Россию он не посещал никогда – из опасения, что его присутствие могут использовать для пропагандистских целей, и в 1933 году объявил себя противником большевизма в той же степени, что и фашизма, равно как и любой диктатуры. Это, разумеется, сразу же породило множество кривотолков. Однако, как писал в 1953-м Илья Эренбург Сталину «Эйнштейн направил министру иностранных дел СССР Вышинскому телеграмму с выражением возмущения советской антиеврейской политикой. Вскоре последовали заявления от президента США Эйзенхауэра, который утверждал, что американские спецслужбы никогда не вступали в контакт с арестованными врачами. 25 февраля комиссия сената по иностранным делам единогласно поддержала резолюцию конгресса США, осуждавшую «преследования евреев в Советском Союзе».
По его же словам, он не был «слеп в отношении серьезных слабостей российской системы управления», но ощущал «ее огромные достоинства» и сомневался в том, что «более слабые методы» позволили бы ей выстоять. В то же время, питая стойкое отвращение к «тотальному подавлению» личности и свободы слова, он резко осуждал «жадных до власти» политиков, которые не гнушаются самыми грязными методами для достижения своих целей. Определенно, Эйнштейн находился в явном конфликте между своими симпатиями к социалистической идеологии как таковой – и неприятием государственной машины, которая использовала ее в своих интересах. И здесь стоит отдельно подчеркнуть, что он был далеко не единственным интеллектуалом, кто при случае не отказывал Кремлю в презумпции невиновности.
Результатом этой уклончивой позиции явились атаки с обеих сторон.

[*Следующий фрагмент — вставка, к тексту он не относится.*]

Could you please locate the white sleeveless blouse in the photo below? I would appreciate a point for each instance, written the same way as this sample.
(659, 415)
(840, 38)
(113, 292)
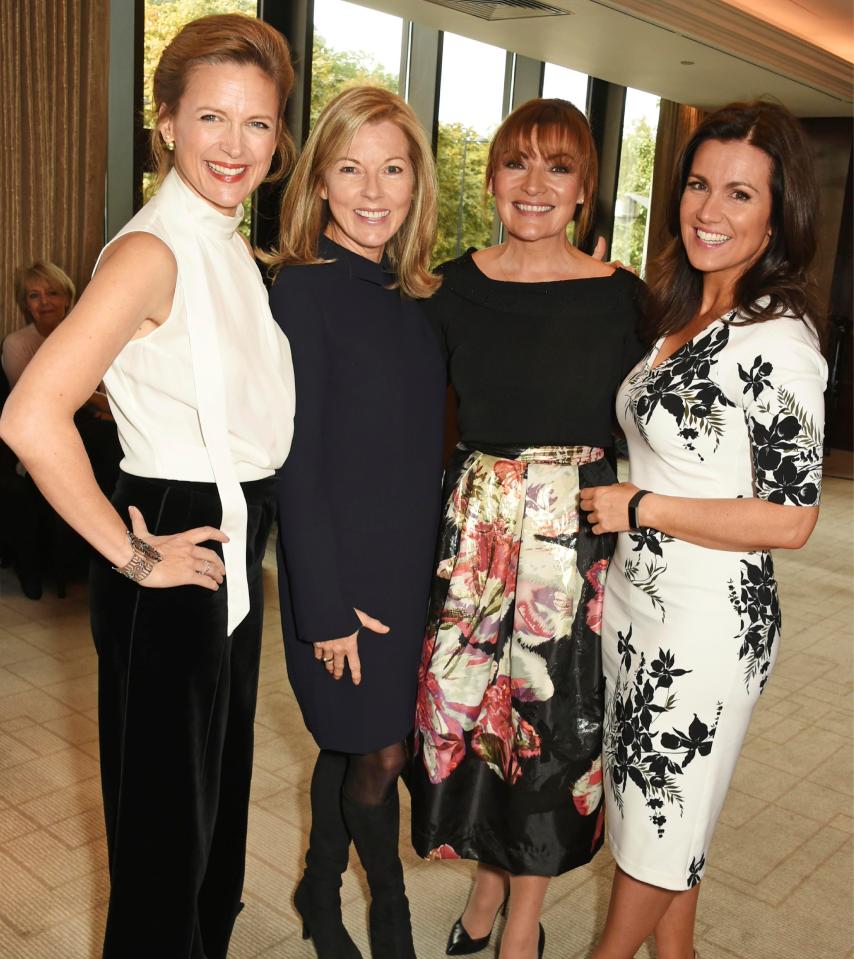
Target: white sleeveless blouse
(209, 394)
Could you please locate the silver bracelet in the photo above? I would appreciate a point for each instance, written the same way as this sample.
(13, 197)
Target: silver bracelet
(141, 562)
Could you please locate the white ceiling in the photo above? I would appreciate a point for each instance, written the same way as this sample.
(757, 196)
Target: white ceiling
(825, 23)
(733, 54)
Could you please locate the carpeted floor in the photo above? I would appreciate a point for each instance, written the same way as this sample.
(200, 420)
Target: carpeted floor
(778, 885)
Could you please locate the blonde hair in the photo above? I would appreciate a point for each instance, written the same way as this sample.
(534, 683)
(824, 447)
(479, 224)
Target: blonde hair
(47, 272)
(561, 130)
(305, 214)
(222, 38)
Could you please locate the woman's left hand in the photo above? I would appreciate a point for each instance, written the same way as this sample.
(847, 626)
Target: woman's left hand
(607, 507)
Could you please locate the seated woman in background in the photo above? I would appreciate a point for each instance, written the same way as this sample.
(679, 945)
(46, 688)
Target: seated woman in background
(359, 495)
(537, 336)
(177, 322)
(724, 420)
(38, 540)
(44, 295)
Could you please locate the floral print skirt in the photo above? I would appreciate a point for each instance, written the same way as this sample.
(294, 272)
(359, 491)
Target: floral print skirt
(508, 733)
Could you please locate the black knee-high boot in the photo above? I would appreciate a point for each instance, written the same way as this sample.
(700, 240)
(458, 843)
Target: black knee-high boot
(318, 895)
(375, 831)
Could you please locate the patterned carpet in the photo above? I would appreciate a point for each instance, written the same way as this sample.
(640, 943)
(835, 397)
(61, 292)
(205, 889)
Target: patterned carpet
(780, 876)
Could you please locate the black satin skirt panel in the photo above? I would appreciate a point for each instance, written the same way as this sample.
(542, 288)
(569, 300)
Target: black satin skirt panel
(176, 711)
(508, 736)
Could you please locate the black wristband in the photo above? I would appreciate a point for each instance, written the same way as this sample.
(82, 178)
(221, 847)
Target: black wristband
(633, 508)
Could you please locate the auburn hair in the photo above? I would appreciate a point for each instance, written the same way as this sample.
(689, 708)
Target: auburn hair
(48, 273)
(779, 281)
(304, 214)
(222, 38)
(561, 131)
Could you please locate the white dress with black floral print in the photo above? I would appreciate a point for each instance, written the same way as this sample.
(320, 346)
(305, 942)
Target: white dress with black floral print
(690, 634)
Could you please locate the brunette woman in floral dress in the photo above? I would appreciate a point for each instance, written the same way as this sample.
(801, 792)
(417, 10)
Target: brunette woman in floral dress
(724, 420)
(537, 335)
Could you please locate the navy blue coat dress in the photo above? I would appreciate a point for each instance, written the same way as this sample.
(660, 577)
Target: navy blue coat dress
(359, 495)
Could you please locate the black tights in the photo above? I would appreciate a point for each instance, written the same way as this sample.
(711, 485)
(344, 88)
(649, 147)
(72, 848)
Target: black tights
(371, 777)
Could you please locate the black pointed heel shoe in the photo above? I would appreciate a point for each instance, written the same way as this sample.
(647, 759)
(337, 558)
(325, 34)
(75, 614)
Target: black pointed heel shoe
(321, 922)
(460, 943)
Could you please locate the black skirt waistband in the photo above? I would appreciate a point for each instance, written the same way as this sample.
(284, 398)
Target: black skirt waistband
(254, 491)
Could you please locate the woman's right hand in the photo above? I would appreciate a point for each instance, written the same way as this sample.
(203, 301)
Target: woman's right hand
(184, 562)
(333, 652)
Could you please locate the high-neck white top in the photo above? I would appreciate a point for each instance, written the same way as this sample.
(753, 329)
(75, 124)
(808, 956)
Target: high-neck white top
(209, 394)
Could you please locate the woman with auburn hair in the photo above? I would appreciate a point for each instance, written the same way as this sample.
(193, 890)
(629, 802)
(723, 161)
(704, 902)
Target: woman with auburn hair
(724, 420)
(176, 321)
(536, 335)
(359, 495)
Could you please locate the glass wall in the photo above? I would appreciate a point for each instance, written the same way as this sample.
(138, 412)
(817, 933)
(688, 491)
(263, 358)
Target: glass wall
(352, 44)
(566, 84)
(634, 186)
(469, 113)
(163, 19)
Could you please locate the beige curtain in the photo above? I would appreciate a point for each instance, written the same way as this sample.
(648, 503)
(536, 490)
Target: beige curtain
(53, 143)
(676, 123)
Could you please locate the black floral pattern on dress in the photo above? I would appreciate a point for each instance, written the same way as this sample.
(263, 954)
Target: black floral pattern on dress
(643, 575)
(695, 870)
(758, 606)
(756, 379)
(788, 450)
(682, 385)
(636, 752)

Москва относилась к нему с подозрением, рассматривая его призывы к созданию «наднационального правительства» как подрывную деятельность в пользу капитализма. В Америке же, хотя простая публика и обожала Эйнштейна, власти воспринимали его весьма настороженно. К примеру, досье, которое собрало на него ФБР, состояло из 1500 страниц (и оно еще не включало отдельного «дела» о его предположительно любовной связи с Маргаритой Коненковой, богемной львицей из Гринвич-Виллидж и советской шпионкой, – истории, длившейся с 1941 по 1945 год, о которой Эйнштейн предпочитал никогда впоследствии не упоминать).
Его антимаккартистские взгляды не прибавили ему лояльности, особенно после того, как в 1954 году, находясь в Европе, он заявил: «Америке несравнимо больше, чем собственные коммунисты, угрожает ее истерическая охота на тех немногих коммунистов, которых она откопала здесь». И в этом вопросе он просто был реалистом. Если страны Западной Европы не истерят насчет своих коммунистов, вопрошал он, – зачем это нужно Соединенным Штатам? Особенно если сама эта паранойя угрожает величайшему завоеванию американцев – их гарантиям свободы личности?
Таким образом, Эйнштейн был приверженцем социализма, доколе эта философия защищала социальное равенство. Но как пламенный сторонник свободы личности, он оставался прежде всего либертарианцем.